Gold, silver and precious metal stocks: Futures and options
For short-term speculative bets, you can try investing in precious metals by buying for example gold futures or silver options contracts. These types of investments can give you a chance to control a large position in precious metals for a relatively small investment. On the other hand, the chance of losing your entire investment is high, making them a risky investment option.
Futures
A futures contract is a financial agreement to buy or sell a specified amount of commodity at an agreed date and at a price set at the time the contract is established. Precious metals stocks are traded in future exchanges worldwide.
People investing in gold futures are most commonly speculators taking risks on the rise and fall of the price of gold. They buy gold futures when they anticipate the rise of the gold spot price and they sell when it is expected to fall.

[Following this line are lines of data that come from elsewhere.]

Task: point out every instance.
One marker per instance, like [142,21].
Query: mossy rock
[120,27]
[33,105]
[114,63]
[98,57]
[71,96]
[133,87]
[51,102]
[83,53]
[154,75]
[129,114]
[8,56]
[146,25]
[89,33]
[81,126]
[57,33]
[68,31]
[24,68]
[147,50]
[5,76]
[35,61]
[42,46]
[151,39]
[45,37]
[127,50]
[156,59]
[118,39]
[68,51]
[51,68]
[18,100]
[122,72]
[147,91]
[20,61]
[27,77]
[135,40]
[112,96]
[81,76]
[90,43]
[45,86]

This investment method doesn?t require owning or taking delivery of physical hold. They just receive or pay the difference in cash on delivery date. The profit potential can be very high, as well as the risk of losing your investment associated with such profit possibilities. For example, the investor can control 100.000$ worth of gold by paying only 5.000$.

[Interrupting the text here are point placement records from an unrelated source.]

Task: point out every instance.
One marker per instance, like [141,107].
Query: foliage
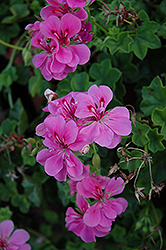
[131,60]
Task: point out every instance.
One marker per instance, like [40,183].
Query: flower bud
[85,149]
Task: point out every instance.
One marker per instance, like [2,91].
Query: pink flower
[33,28]
[59,57]
[13,241]
[106,128]
[84,35]
[61,138]
[58,10]
[73,184]
[105,210]
[75,222]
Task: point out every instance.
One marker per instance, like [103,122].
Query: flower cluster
[96,220]
[75,121]
[60,37]
[13,241]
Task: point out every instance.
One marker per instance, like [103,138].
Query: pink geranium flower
[105,209]
[59,10]
[59,57]
[75,222]
[61,138]
[106,128]
[13,241]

New investors seeking to enter the precious metals market are recommended to stick to less risky means like buying precious metals ETFs or physical bullion coins and bars.

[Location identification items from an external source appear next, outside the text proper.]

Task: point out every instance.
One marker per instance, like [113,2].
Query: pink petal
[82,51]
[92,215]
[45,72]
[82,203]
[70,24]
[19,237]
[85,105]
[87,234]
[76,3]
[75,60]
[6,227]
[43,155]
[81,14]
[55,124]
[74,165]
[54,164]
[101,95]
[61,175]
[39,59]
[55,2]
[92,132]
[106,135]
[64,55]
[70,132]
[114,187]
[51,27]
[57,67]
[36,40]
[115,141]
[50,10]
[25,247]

If you would like to buy/sell gold, silver or any precious metal futures contract, you need must open a trading account with a company that handles futures trades.
Options
An option contract is like a futures contract a financial agreement to buy or sell a specified amount of commodity at an agreed date and a fixed price set at the time the contract is established. Silver options provide the ability to gain big profits just like silver futures.
Unlike futures contract, the right to buy or sell can be exercised anytime before the option expires; The option holder can choose not to buy or sell if the precious metals price moves against him during the option?s lifetime.
Another aspect of silver options is that unlike silver coins or ETFs that only gain value when the gold price goes up, you can make profit when the spot price goes down by buying silver put options which allow you to bet against the spot price.
This can also be very useful if you own physical metals and you want to protect your investment when the spot price goes down by buying some put options.
For their big leverage potential, but with big leverage possibility comes an increased risk of losing your investment. They have many hidden costs and extreme market volatility.
I would say that precious metals stock futures and options are not for the unexperimented investor in general.